Chemistry course) as well as increases in student participation (in a Calculus course that revolves

around solving challenging problems in class).

FIU LAs are:

undergraduates who like math/science and have done well in the course they are LAing.

are trained in best instructional practices for teaching the course (1 credit course) and

participate in weekly planning with their assigned faculty.

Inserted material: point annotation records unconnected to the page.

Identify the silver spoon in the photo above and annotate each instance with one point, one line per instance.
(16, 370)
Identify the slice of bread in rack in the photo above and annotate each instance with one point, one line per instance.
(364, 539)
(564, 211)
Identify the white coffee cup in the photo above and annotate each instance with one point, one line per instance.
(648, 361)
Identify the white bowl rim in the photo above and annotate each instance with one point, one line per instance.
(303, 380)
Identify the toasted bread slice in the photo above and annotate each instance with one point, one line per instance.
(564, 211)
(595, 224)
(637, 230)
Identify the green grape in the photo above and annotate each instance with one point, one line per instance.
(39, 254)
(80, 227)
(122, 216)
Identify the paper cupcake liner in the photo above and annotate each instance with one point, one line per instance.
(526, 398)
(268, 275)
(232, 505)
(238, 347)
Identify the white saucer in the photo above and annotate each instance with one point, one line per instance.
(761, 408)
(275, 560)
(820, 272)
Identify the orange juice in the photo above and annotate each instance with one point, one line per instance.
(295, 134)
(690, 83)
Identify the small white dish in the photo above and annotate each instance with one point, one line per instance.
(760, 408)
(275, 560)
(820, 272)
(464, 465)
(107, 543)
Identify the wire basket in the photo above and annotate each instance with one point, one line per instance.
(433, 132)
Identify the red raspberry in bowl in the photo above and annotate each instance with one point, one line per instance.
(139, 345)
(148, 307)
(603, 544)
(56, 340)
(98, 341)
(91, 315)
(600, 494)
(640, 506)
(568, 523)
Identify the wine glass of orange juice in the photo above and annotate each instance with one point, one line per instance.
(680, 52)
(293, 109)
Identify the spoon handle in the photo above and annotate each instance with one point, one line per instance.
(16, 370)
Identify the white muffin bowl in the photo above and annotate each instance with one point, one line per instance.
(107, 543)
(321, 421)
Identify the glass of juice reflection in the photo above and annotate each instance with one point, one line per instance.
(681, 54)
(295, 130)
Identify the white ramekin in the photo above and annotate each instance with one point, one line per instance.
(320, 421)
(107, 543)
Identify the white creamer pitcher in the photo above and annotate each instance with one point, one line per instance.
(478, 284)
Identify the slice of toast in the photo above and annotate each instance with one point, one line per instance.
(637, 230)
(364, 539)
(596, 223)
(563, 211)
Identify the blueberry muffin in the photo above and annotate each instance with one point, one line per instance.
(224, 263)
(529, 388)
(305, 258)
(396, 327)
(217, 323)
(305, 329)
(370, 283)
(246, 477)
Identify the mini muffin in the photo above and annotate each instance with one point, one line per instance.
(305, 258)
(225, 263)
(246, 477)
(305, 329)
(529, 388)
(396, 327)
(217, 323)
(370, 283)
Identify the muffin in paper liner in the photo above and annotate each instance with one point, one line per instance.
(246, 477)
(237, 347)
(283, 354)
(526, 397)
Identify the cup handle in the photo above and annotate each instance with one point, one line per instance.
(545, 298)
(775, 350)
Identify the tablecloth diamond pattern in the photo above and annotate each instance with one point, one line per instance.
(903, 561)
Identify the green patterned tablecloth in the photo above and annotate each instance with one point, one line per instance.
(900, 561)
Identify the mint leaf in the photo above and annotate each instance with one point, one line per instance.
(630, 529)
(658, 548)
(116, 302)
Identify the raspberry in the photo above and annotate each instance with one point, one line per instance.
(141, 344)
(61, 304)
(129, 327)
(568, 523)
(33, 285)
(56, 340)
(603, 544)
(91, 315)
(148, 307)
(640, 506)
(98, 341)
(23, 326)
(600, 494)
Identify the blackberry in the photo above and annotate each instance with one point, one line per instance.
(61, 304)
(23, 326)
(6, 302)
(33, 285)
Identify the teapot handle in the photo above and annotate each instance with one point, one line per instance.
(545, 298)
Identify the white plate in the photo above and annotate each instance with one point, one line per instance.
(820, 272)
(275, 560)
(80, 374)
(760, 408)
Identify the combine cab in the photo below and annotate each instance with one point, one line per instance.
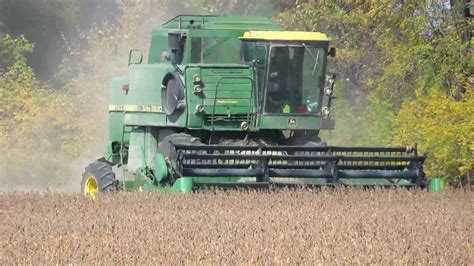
(229, 102)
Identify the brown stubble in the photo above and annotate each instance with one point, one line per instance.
(331, 226)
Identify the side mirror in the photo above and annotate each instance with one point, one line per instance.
(135, 57)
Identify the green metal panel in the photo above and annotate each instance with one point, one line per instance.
(116, 94)
(222, 22)
(437, 184)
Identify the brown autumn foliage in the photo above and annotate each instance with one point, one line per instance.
(213, 227)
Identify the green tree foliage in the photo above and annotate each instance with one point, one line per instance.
(399, 62)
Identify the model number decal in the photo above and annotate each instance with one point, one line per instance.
(136, 108)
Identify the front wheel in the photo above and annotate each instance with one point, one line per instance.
(98, 178)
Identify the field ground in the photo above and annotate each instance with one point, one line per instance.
(329, 226)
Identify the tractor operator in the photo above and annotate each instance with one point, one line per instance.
(278, 80)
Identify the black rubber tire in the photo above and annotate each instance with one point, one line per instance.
(103, 176)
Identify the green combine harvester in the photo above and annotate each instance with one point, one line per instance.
(234, 102)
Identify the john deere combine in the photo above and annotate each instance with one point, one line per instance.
(229, 102)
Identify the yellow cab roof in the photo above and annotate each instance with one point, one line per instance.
(285, 36)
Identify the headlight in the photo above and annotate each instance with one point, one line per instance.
(328, 91)
(325, 111)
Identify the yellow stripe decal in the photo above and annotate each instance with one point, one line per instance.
(285, 36)
(136, 108)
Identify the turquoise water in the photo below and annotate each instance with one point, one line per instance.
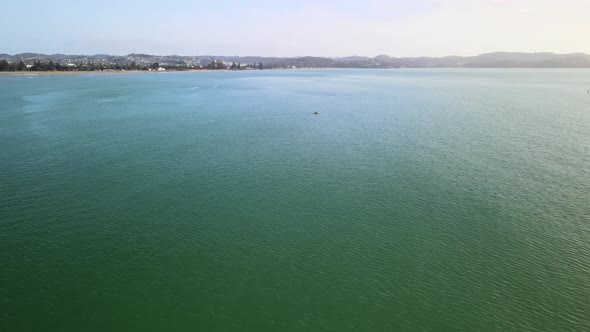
(417, 200)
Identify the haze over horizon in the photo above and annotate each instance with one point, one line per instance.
(298, 28)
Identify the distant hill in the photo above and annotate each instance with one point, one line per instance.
(487, 60)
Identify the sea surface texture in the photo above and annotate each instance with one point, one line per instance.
(416, 200)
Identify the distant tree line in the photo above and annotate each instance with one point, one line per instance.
(50, 65)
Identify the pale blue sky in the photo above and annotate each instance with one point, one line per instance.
(292, 28)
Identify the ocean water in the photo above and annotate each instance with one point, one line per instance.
(416, 200)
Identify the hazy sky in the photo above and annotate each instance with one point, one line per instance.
(292, 28)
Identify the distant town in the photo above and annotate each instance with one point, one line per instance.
(145, 62)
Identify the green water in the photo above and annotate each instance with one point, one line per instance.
(417, 200)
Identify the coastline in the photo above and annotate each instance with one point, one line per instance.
(105, 72)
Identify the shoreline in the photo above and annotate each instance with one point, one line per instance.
(106, 72)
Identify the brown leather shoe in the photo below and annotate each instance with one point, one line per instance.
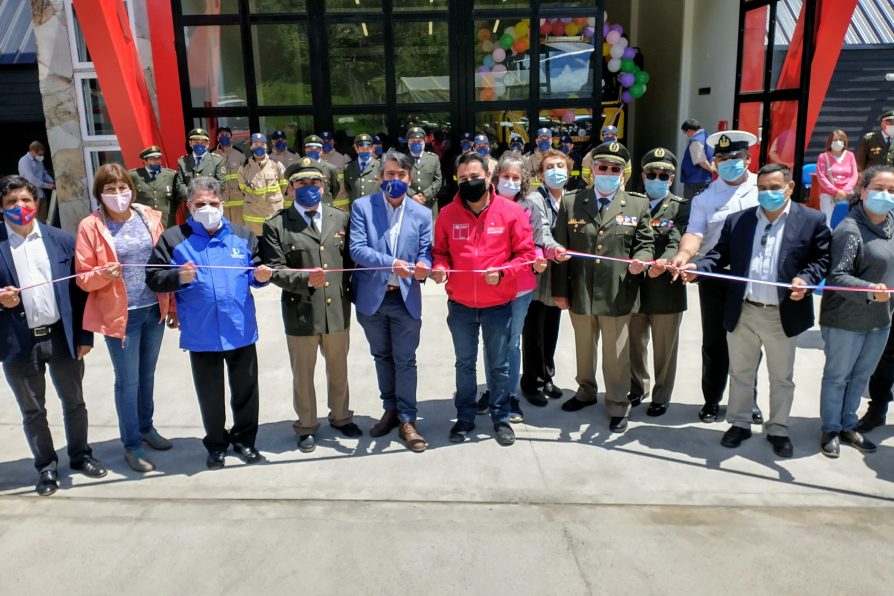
(384, 426)
(413, 439)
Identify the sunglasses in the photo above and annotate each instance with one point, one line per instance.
(664, 177)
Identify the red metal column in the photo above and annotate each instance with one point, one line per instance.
(107, 32)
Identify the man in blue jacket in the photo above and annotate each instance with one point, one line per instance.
(216, 313)
(387, 230)
(40, 326)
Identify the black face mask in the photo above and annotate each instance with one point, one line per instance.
(472, 190)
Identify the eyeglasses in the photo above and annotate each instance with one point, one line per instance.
(664, 177)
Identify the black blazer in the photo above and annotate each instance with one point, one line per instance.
(804, 253)
(15, 339)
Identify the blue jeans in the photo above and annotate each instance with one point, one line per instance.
(393, 336)
(494, 323)
(134, 361)
(851, 357)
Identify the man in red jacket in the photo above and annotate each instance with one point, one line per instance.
(487, 241)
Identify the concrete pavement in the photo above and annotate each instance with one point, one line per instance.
(569, 509)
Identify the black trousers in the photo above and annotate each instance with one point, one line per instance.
(540, 335)
(882, 380)
(27, 379)
(208, 376)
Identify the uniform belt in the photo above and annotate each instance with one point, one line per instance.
(44, 330)
(761, 304)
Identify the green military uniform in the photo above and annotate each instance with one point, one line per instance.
(661, 300)
(210, 165)
(426, 172)
(602, 294)
(315, 318)
(156, 190)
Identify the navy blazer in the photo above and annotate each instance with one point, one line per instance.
(804, 253)
(16, 340)
(370, 248)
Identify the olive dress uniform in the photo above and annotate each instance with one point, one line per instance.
(661, 301)
(157, 191)
(602, 294)
(263, 185)
(232, 194)
(315, 318)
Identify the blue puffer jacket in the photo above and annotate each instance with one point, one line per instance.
(216, 309)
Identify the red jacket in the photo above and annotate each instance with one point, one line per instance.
(500, 236)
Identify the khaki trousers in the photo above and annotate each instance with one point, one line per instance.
(615, 359)
(665, 332)
(760, 327)
(303, 358)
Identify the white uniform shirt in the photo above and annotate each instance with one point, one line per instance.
(717, 202)
(29, 255)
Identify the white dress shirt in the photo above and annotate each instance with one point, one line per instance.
(711, 207)
(29, 255)
(765, 257)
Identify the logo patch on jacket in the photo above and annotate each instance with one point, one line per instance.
(460, 231)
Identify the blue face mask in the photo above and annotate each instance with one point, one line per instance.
(657, 189)
(606, 184)
(879, 202)
(395, 189)
(308, 196)
(556, 177)
(771, 200)
(731, 169)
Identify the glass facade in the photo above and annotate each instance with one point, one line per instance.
(381, 66)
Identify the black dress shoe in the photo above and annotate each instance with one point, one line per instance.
(247, 453)
(857, 441)
(536, 399)
(734, 436)
(709, 413)
(461, 430)
(782, 446)
(656, 409)
(635, 399)
(552, 391)
(618, 424)
(574, 404)
(830, 445)
(90, 467)
(307, 443)
(216, 460)
(350, 430)
(48, 483)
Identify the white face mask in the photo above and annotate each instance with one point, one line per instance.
(208, 216)
(116, 203)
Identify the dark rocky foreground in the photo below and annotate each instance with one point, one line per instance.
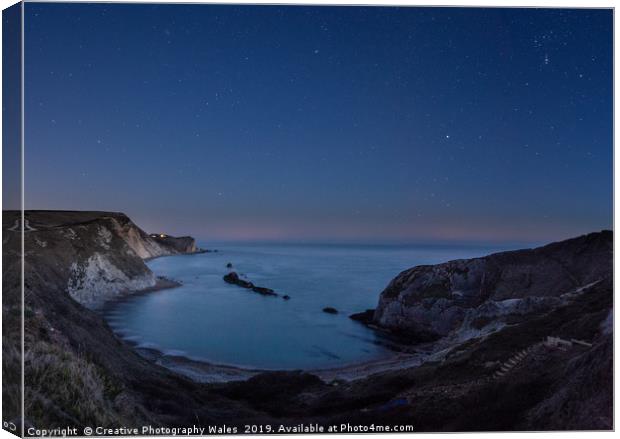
(491, 373)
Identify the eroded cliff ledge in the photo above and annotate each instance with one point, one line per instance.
(97, 256)
(466, 296)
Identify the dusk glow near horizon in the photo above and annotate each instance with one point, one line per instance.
(323, 123)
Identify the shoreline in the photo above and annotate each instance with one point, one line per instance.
(399, 356)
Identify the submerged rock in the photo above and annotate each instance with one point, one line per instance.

best at facilitating problem solving, mathematical and scientific thinking, and addressing

common mistakes.

a vital element of the high touch Mastery Model because of FIU’s largely Hispanic student

population. Research indicates that Latinos prefer asking friends or family, instead of faculty,

for advice. In this role, LAs learn to see themselves not only as essential to the learning of

content and an irreplaceable feedback tool for course transformation, but also to students’

college survival skills.

paid to work 8-12 hours weekly, thereby providing them with relevant employment

experience that enhances their post-graduate job prospects

4. Online Offerings – As universities increase the number of courses taught online, they need to

ensure that students succeed in those courses. As with the face-to-face College Algebra,

restructuring the online math courses using the Mastery Model requires similar course and

instructional redesign components are used including High Touch elements. Online success for

College Algebra required:

modularization of coursework with weekly formative assessments

faculty presence and engagement

assignments designed to actively engage students with each other, Learning Assistants, and

faculty

An essential component to the online course redesign is the Mastery Math Virtual Lab (MMVL).

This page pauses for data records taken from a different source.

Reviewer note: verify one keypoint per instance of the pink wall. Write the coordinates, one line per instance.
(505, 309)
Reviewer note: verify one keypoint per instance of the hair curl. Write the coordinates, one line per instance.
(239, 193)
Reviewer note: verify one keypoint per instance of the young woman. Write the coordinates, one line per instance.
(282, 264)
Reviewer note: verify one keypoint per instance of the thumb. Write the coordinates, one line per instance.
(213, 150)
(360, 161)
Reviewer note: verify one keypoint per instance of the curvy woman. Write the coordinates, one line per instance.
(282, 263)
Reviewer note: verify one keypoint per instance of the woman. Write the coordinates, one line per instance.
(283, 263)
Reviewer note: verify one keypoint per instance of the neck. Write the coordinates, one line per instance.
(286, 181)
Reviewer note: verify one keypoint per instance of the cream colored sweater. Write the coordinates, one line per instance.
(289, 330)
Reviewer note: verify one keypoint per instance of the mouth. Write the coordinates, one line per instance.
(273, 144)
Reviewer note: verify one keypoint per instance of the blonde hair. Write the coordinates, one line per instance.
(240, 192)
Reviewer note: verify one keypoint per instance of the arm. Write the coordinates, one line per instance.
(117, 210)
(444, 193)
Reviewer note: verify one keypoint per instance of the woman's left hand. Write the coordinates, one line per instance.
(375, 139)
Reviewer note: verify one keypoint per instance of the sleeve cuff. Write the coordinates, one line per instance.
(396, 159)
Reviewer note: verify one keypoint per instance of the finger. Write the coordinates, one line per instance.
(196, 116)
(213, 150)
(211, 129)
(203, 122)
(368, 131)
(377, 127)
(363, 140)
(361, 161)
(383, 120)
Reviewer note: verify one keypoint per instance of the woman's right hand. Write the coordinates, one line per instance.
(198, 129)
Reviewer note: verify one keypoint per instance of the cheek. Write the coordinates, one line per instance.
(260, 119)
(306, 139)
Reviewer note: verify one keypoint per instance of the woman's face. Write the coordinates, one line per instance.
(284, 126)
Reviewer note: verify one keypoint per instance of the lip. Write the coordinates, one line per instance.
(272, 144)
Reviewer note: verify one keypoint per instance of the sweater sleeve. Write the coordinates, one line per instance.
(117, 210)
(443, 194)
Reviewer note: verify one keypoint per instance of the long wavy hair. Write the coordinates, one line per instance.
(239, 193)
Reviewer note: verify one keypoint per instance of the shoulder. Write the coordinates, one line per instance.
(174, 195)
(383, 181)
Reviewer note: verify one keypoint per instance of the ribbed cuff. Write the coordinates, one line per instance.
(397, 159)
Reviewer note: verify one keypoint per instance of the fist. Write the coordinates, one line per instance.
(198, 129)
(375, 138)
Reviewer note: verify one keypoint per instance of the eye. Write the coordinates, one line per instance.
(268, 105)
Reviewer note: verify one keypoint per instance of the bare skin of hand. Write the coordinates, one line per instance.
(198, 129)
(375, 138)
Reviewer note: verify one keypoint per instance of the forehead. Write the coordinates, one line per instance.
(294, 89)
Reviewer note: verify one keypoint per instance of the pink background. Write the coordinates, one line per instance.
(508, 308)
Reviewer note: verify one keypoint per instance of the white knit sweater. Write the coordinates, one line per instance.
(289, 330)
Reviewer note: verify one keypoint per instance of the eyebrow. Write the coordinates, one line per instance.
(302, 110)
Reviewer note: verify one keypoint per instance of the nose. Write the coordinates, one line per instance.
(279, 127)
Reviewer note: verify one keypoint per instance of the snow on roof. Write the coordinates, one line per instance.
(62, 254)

This virtual environment allows off-campus students to make connections to other students and

the faculty using Adobe Connect. The MMVL is used to:

provide on-demand Learning Assistant help

create impromptu discussion pods and breakout rooms for group work

schedule required virtual group problem solving sessions

present interactive learning tools to students and assign tasks using those tools

D. Team Selection and Structure.

The Mastery Program Director, department chairs, and course coordinators identify the

instructors on the course transformation teams.

Each team includes the course coordinator.

Faculty on the team commit to teaching the course and working on the team for at least 2 years.

Faculty team members receive a small stipend in the summer for participating in course redesign

workshops.

By Fall 2016, 40 sections of lower division critical STEM courses across instructional platforms

will be taught using the Mastery Model of Instructional.